Upaya mendorong partisipasi masyarakat dapat promosi kesehatan dilakukan dengan cara peningkatan pengetahuan, ketrampilan atau skill maupun membuka ruang pada masyarakat untuk dapat berperan sebagai produsen dan konsumen, prosumers, yang secara aktif turut serta dalam upaya upaya promosi kesehatan baik yang diselenggarakan oleh pemerintah maupun pihak swasta.
Prosumer merupakan istilah yang pertama sekali disampaikan oleh Alvin T offler, seorang Futuris berkebangsaan Amerika pada tahun 1981 (Toffler, 1981). Pada saat istilah prosumer diperkenalkan Toffle menjelaskan bahwa batas antara produsen dan konsumer menjadi kabur, dimana disatu sisi seseorang dapat menjadi pembuat media kampanye kesehatan dan dalam waktu yang bersamaan secara aktif membuat pesan pesan kesehatan pada halaman sosial medianya. Kita mengenal istilah ‘I tweet what I watch’ sebuah istilah yang digunakan untuk melihat menggambarkan situasi dimana seseorang dapat memposting pesan di sosial media dari informasi yang diperolehnya dari media lainnya. Postingan tersebut kemudian di baca, di like ataupun di share oleh pengguna sosial media lainnya.

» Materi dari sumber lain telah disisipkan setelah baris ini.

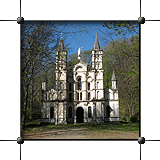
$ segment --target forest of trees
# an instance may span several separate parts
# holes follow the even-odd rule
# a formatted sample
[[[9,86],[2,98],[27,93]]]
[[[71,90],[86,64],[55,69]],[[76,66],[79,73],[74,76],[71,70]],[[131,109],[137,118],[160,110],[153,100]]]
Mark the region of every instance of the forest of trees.
[[[104,23],[104,27],[115,29],[115,34],[135,31],[136,23]],[[111,26],[113,26],[111,28]],[[132,27],[131,27],[132,26]],[[41,118],[41,83],[48,82],[48,88],[55,87],[55,49],[58,47],[60,33],[75,35],[89,32],[82,26],[68,27],[67,23],[37,22],[22,24],[21,40],[21,119],[22,126],[27,121]],[[104,35],[105,37],[105,35]],[[51,45],[52,44],[52,45]],[[68,50],[69,43],[65,44]],[[91,51],[82,52],[82,60],[91,69]],[[71,70],[78,62],[77,53],[68,55],[67,69]],[[104,87],[111,87],[113,69],[119,89],[120,119],[139,116],[139,35],[130,38],[110,40],[104,46],[103,55]]]

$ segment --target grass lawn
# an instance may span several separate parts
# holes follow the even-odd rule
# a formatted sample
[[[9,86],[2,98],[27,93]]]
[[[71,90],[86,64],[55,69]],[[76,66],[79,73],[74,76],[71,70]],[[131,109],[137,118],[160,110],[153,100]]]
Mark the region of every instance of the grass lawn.
[[[139,133],[139,123],[82,123],[82,124],[49,124],[40,125],[41,121],[36,120],[26,124],[25,132],[36,132],[36,131],[51,131],[51,130],[69,130],[74,128],[87,128],[88,131],[97,132],[112,132],[112,131],[123,131],[123,132],[136,132]]]

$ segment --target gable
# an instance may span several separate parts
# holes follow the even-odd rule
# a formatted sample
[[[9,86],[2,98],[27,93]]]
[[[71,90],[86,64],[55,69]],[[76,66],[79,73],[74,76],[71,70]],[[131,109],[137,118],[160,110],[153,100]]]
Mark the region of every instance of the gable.
[[[80,61],[78,64],[76,64],[73,68],[73,71],[87,71],[87,66],[88,64],[83,62],[83,61]]]

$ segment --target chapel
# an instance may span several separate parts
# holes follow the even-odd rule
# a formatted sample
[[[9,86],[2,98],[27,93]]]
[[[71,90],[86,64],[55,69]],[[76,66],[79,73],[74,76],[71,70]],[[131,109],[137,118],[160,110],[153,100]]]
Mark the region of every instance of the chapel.
[[[103,88],[103,49],[97,35],[93,48],[92,69],[81,60],[72,72],[67,72],[67,50],[62,35],[56,49],[56,87],[48,89],[42,83],[41,122],[54,124],[104,123],[119,121],[119,98],[115,71],[111,78],[112,88]]]

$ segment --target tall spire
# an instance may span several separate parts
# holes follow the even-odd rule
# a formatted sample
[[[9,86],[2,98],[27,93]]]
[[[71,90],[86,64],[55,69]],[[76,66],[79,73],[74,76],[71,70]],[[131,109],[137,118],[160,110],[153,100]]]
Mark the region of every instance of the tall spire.
[[[61,39],[62,39],[62,32],[61,32]]]
[[[116,79],[116,75],[115,75],[115,73],[114,73],[114,69],[113,69],[113,74],[112,74],[112,79],[111,79],[111,81],[116,81],[117,79]]]
[[[99,45],[99,42],[98,42],[98,39],[97,39],[97,32],[96,32],[96,39],[95,39],[95,42],[94,42],[92,51],[93,51],[93,50],[103,50],[103,49],[101,48],[101,46]]]
[[[66,51],[66,48],[64,46],[64,42],[63,42],[63,39],[62,39],[62,32],[61,32],[61,39],[60,39],[60,42],[59,42],[59,46],[57,48],[57,51]]]

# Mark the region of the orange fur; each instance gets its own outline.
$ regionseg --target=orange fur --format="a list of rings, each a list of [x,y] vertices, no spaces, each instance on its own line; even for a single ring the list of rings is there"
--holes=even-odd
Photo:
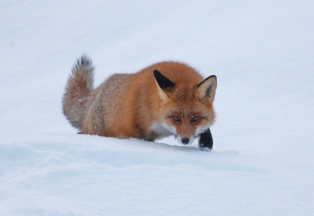
[[[166,93],[163,91],[157,83],[154,70],[175,86]],[[171,134],[197,136],[198,128],[209,127],[215,117],[214,91],[208,96],[210,99],[203,100],[196,91],[203,80],[195,69],[173,61],[157,63],[135,74],[114,75],[91,93],[81,122],[82,133],[149,141]],[[180,122],[174,119],[176,115]],[[199,120],[191,122],[195,116]]]

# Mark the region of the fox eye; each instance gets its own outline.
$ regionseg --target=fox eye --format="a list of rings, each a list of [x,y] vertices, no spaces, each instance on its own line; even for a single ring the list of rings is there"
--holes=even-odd
[[[175,116],[173,117],[173,118],[177,122],[179,122],[180,121],[180,117],[179,117],[179,116]]]
[[[199,117],[198,116],[195,116],[193,117],[193,118],[192,119],[192,121],[196,122],[198,121],[199,119]]]

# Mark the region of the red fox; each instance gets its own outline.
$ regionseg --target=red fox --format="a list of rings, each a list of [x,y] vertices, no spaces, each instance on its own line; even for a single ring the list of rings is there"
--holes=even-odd
[[[62,99],[63,113],[80,133],[149,141],[173,135],[184,145],[198,137],[199,146],[212,147],[216,76],[204,79],[187,64],[164,61],[113,74],[94,89],[94,71],[86,55],[78,59]]]

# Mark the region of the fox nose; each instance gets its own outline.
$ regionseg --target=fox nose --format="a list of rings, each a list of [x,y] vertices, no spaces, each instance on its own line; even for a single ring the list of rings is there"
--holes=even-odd
[[[187,137],[183,137],[181,139],[181,141],[183,144],[187,144],[190,142],[190,139]]]

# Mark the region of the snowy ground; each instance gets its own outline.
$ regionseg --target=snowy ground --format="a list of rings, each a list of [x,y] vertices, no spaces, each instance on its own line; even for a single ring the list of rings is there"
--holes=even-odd
[[[314,214],[313,11],[1,1],[0,214]],[[96,85],[167,59],[216,75],[213,150],[76,134],[61,98],[84,52]]]

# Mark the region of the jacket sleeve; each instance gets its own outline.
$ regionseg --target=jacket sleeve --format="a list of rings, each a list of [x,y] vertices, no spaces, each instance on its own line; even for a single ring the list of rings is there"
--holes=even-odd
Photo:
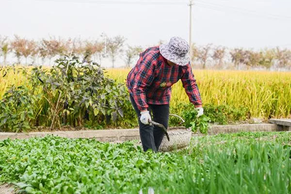
[[[202,105],[201,95],[190,63],[187,65],[187,69],[183,72],[181,81],[190,102],[194,105]]]
[[[140,111],[148,108],[146,92],[154,80],[155,63],[152,54],[150,53],[145,54],[135,74],[135,81],[132,87],[132,92],[134,101]]]

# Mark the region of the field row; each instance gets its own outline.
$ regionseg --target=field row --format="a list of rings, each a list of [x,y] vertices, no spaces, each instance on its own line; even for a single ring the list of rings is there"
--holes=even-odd
[[[290,194],[291,135],[196,137],[186,150],[158,153],[132,142],[8,140],[0,141],[0,184],[28,194]]]

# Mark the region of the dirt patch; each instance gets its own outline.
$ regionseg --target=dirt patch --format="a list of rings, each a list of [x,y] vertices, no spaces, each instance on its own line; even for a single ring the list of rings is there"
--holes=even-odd
[[[0,194],[14,194],[15,188],[12,185],[4,184],[0,185]]]

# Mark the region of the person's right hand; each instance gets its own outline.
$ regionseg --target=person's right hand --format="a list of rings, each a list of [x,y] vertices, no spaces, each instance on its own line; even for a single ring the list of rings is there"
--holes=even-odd
[[[148,120],[150,120],[151,121],[151,118],[150,117],[150,115],[149,114],[149,112],[148,111],[143,111],[141,112],[141,117],[140,118],[140,120],[142,123],[144,125],[148,125]]]

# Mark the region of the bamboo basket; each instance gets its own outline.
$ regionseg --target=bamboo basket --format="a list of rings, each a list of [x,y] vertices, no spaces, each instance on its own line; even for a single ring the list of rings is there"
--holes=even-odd
[[[164,136],[159,151],[166,152],[186,148],[190,143],[192,132],[185,127],[170,128],[167,130],[170,141]]]

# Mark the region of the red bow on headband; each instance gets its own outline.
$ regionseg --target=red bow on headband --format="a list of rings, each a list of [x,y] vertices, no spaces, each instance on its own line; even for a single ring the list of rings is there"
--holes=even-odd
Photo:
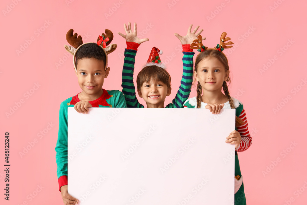
[[[107,47],[107,44],[106,44],[106,42],[108,42],[109,40],[110,40],[109,39],[109,38],[107,37],[106,38],[103,39],[102,36],[99,36],[99,40],[98,41],[98,42],[97,42],[97,45],[99,45],[101,44],[102,42],[103,42],[103,44],[102,47],[104,48],[105,48]]]

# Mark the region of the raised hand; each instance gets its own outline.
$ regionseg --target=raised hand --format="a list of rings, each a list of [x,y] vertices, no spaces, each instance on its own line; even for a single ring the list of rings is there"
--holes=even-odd
[[[188,29],[188,33],[187,33],[187,34],[184,36],[181,36],[177,33],[175,34],[175,35],[178,38],[178,39],[180,41],[181,44],[183,45],[191,45],[192,44],[193,41],[195,39],[197,39],[197,37],[201,34],[201,32],[204,30],[204,29],[200,29],[196,33],[196,32],[199,28],[199,26],[196,26],[196,28],[194,29],[194,30],[191,32],[191,30],[192,29],[192,26],[193,26],[192,24],[190,25],[189,28]],[[202,38],[203,40],[204,40],[205,39],[205,37]]]
[[[234,144],[235,148],[236,149],[241,142],[241,136],[238,132],[234,130],[229,134],[229,136],[226,138],[226,139],[227,140],[225,142],[231,144]]]
[[[126,35],[123,34],[120,32],[118,32],[118,34],[125,38],[126,41],[134,42],[140,44],[145,41],[149,40],[149,39],[147,38],[141,39],[137,36],[136,23],[134,23],[133,31],[131,30],[131,24],[130,22],[128,23],[128,29],[127,28],[127,25],[126,25],[126,24],[124,24],[124,28],[125,29],[125,31],[126,32]]]

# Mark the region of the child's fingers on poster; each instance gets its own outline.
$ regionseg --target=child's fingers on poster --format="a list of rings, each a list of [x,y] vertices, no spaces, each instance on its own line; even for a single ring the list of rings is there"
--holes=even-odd
[[[126,38],[126,35],[124,35],[124,34],[122,34],[122,33],[120,33],[120,32],[119,32],[117,33],[120,36],[122,36],[122,37],[123,37],[123,38]]]
[[[61,187],[61,193],[63,202],[64,204],[77,204],[78,200],[68,193],[68,186],[64,185]]]
[[[213,110],[212,107],[208,104],[207,105],[206,105],[206,106],[205,106],[205,108],[209,109],[209,110],[210,111],[210,112],[212,112]]]
[[[84,113],[87,114],[87,108],[86,108],[86,104],[84,101],[81,103],[81,104],[80,106],[80,108]]]

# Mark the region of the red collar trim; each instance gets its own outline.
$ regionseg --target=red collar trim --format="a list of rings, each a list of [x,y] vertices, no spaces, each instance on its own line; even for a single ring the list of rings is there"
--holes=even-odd
[[[107,101],[106,100],[111,97],[111,96],[108,93],[108,91],[103,88],[101,89],[102,89],[103,92],[101,96],[95,100],[89,102],[93,108],[99,107],[99,104],[103,106],[110,106],[110,104],[107,102]],[[76,104],[76,103],[80,101],[80,99],[78,97],[78,95],[80,93],[79,93],[76,95],[72,97],[72,99],[71,101],[69,103],[70,104]]]

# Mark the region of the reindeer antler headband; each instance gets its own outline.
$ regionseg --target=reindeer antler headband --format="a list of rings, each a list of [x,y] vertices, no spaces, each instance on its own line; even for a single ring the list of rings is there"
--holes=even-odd
[[[227,34],[226,32],[223,32],[222,34],[221,38],[220,39],[220,44],[218,44],[216,46],[214,47],[214,48],[219,51],[223,51],[225,48],[230,48],[232,47],[232,45],[227,46],[227,45],[230,45],[233,44],[233,43],[231,41],[230,41],[227,43],[226,41],[230,40],[230,38],[227,37],[225,38],[226,35]],[[208,49],[208,47],[205,46],[203,45],[202,41],[202,40],[201,36],[199,35],[197,37],[197,39],[193,41],[193,43],[191,44],[190,48],[192,49],[197,49],[197,51],[199,52],[202,52]]]
[[[104,68],[105,70],[108,67],[108,54],[111,53],[116,49],[117,45],[116,44],[111,44],[107,47],[113,40],[113,33],[108,29],[106,29],[104,32],[107,34],[102,34],[101,36],[99,36],[97,38],[97,45],[101,48],[106,55],[106,65]],[[96,43],[92,42],[89,42],[83,43],[82,40],[82,37],[81,36],[78,36],[78,34],[74,32],[73,29],[70,29],[66,34],[66,40],[67,42],[72,46],[64,45],[64,47],[67,51],[69,52],[74,56],[73,61],[74,67],[76,73],[77,72],[77,66],[76,65],[76,55],[77,52],[79,49],[83,45],[88,43]]]

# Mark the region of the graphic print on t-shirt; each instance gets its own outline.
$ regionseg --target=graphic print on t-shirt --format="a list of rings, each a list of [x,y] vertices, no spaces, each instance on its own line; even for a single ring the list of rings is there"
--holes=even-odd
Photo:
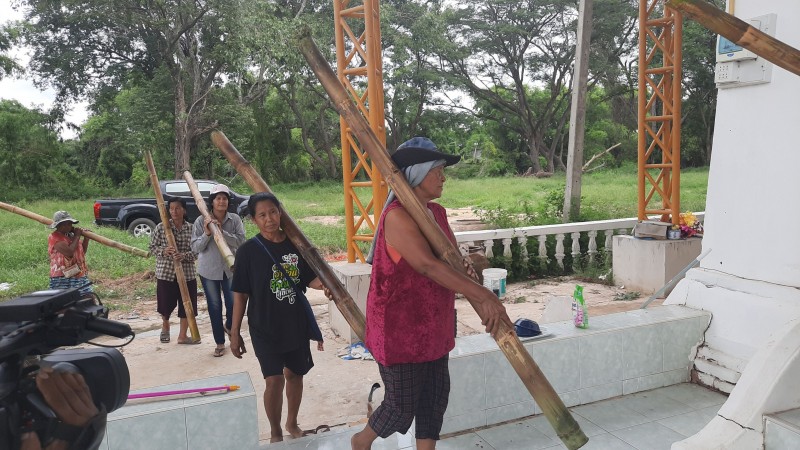
[[[292,281],[295,284],[299,283],[300,270],[297,268],[297,262],[300,258],[294,253],[289,253],[287,255],[283,255],[281,259],[283,260],[281,263],[283,270],[285,270],[286,273],[292,277]],[[269,288],[272,293],[275,294],[275,298],[277,298],[279,302],[289,300],[289,304],[294,305],[294,288],[292,288],[292,284],[289,282],[289,280],[283,276],[283,272],[281,272],[277,264],[272,265],[272,280],[269,282]]]

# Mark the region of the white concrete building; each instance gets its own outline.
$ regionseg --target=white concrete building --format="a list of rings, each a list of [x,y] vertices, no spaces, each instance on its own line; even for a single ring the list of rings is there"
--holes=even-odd
[[[733,13],[800,48],[797,0],[739,0]],[[762,448],[763,415],[800,407],[800,76],[762,58],[725,64],[702,244],[711,252],[665,304],[713,314],[695,369],[730,397],[673,448]]]

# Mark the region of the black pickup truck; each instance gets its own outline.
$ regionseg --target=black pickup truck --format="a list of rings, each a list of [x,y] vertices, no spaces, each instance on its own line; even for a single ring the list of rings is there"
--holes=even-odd
[[[208,193],[214,185],[219,184],[211,180],[195,180],[197,188],[208,200]],[[190,222],[194,222],[200,216],[194,197],[189,192],[189,185],[184,180],[164,180],[160,181],[161,193],[164,200],[173,197],[186,197],[186,216]],[[233,192],[228,204],[228,211],[238,213],[240,216],[247,215],[247,195]],[[161,222],[161,215],[158,212],[158,205],[155,198],[112,198],[102,199],[94,202],[94,223],[97,225],[112,225],[128,230],[134,236],[149,236]]]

Konsep prosumen dapat diterapkan dalam mendorong partisipasi masyarakat dalam promosi kesehatan pada era revolusi industri 4.0 dan perkembangan teknologi informasi. Kemajuan teknologi informasi menghasilkan internet yang dapat membuka peluang bagi masyarakat dari berbagai kalangan untuk mengakses informasi dan diwaktu yang bersamaan juga dapat menghasilkan informasi. Program applikasi (apps) yang terdapat di smart phone, sebagai contoh, membuka peluang seseorang menjadi content creator dari kampanye promosi kesehatan dan diwaktu yang sama juga akan menjadi konsumen dari pesan pesan kesehatan yang ada di Internet.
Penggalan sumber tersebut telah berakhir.